In a 1988 interview, prominent game designer and SPI executive Redmond Simonsen stated:
As to DALLAS: we didn't print 250,000 of them. More like 80,000 (in two runs). That was about 79,999 more than anyone wanted. DALLAS didn't kill SPI, but it didn't save it either (as some had vainly hoped). Essentially, anyone who is wired on DALLAS (the TV show) is not also wired on games.Yes, in hindsight, the Dallas license was an odd choice. Yet, had it been successful, we would be look back with our wonderful hindsight and say something along the lines of, “It was obvious...perhaps inevitable.” Dallas is not a bad game, but SPI learned the hard way that the (tabletop) RPG market is limited after all.
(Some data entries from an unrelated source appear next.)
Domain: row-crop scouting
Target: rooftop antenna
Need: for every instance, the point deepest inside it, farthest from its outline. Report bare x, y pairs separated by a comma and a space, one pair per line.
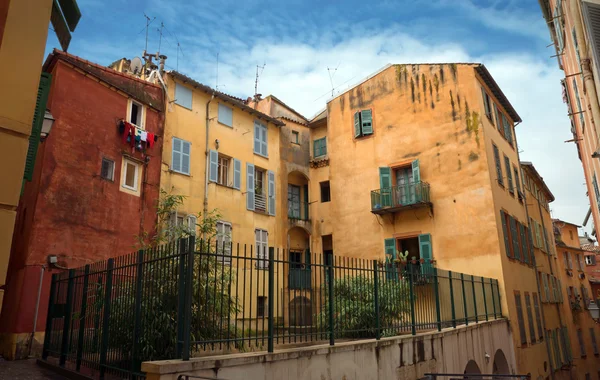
256, 80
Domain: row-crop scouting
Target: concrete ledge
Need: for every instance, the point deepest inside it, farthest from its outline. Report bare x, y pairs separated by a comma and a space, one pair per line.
170, 367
Dallas occupies a sort of limbo, an area where role-playing games and the general public would have overlapped. Alas, fans of Dallas were not interested in RPGs and gamers were not interested in role-playing J.R. and his ilk.
Anyway, to continue with the Dallas definition of role-playing game:
There are two key elements to a role-playing game, which distinguish it from other types of games and imparts a sense of drama to play:
Character Roles: Each player assumes the role of one major character from the television show, Dallas, and acts the part of that character throughout the game. To help players assume their roles, the game includes Character Sheets which detail the Values assigned to each major character. These Values reflect the various strengths and weaknesses of each character in dealing with other characters.
The Director: The Director is the one player who does not assume the role of a character. The Director’s role in the game is to create the circumstances of the Episode being played, to introduce new characters and situations as the game progresses, and to act as the final authority on all rules interpretations.SPI published (the original) War of the Ring, so they had dealings with the Tolkien Enterprises. As long as we're indulging in hindsight, is it not feasible SPI could have acquired the RPG license for Middle Earth? Rather than attempting to capture the larger, uncertain market of Dallas viewers, SPI could have focused on existing role-players, many of whom were fans of Tolkien. Middle Earth could have been the first licensed role-playing game. Perhaps it would have been successful enough to keep SPI solvent.
*UPDATE (January 24, 2015)
I wrote this post prior to learning of the existence of Star Trek: Adventure Gaming in the Final Frontier published by Heritage in 1978.